Quale è la tua formazione, che percorso hai fatto? “La mia formazione credo sia iniziata come un gioco nella falegnameria di mio nonno quando mi divertivo con un torchio per rivestire bottoni e imparavo a memoria i modelli delle sedie (Thonet, Lira, Luigi XVI,…). Crescendo dopo gli studi ho cercato la facoltà che più rispecchiasse i miei interessi e l’ho trovata a Roma nel corso di Architettura d’interni della Sapienza. Le prime esperienze sul campo romano sono state altamente formative, ma dopo qualche anno ho capito che avevo bisogno di altro e ho messo in discussione la vita nella grande città piena di stimoli ma con poche possibilità di farsi conoscere. Ho cambiato così stile di vita e sono rientrata in Umbria, a Foligno: da quel rientro è stato un crescendo”.
Carlo Scarpa, Anish Kapoor, Cristobal Balenciaga, Josef Albers: ambiti diversi, personalità diverse, un orizzonte molto eclettico. Quanto bisogna essere curiosi per fare il tuo mestiere? “Ho appena terminato una docenza in cui ho ripetuto fino alla nausea l’importanza della curiosità, dell’osservazione e della ricerca di esperienze extra lavorative. Non pongo limiti alle mie fonti di ispirazioni ne’ tanto meno limito la loro provenienza, tanto che l’architettura di un fiore, il gioco di ombre di una foto o la sensazione nell’ascolto di una traccia di musica elettronica possono essere fonti di ispirazione. Se non si è curiosi e registi della propria vita si perdono grandi occasioni di crescita, per cui rispondendo alla domanda direi molto, sarebbe fantastico avere la curiosità dei bambini, senza però scadere nel “gioco del perché?”.
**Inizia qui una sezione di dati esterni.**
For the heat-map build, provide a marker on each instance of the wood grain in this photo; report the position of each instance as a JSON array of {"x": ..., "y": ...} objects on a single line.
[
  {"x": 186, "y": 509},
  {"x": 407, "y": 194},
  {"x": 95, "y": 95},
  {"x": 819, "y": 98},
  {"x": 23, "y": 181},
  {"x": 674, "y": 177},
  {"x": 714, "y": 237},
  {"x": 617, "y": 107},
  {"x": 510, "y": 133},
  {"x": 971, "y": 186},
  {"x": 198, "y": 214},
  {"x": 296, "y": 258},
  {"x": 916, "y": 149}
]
Sul tuo sito dici “oggi ballo da sola”. Pregi e difetti del lavoro in solitaria. “Lavorare come libera professionista vuol dire essere autosufficienti e avere una gestione totale del progetto in tutte le sue fasi. E’ necessaria una buona predisposizione e grande forza di volontà perché nel bene e nel male il responsabile è solo una persona. Io trovo tutto questo molto stimolante e il ritorno in termini di soddisfazione personale è grande. Il rovescio della medaglia è il mancato confronto con l’altro che però si può ovviare facilmente, sono circondata da validissimi colleghi con i quali posso confrontarmi nel momento del bisogno”.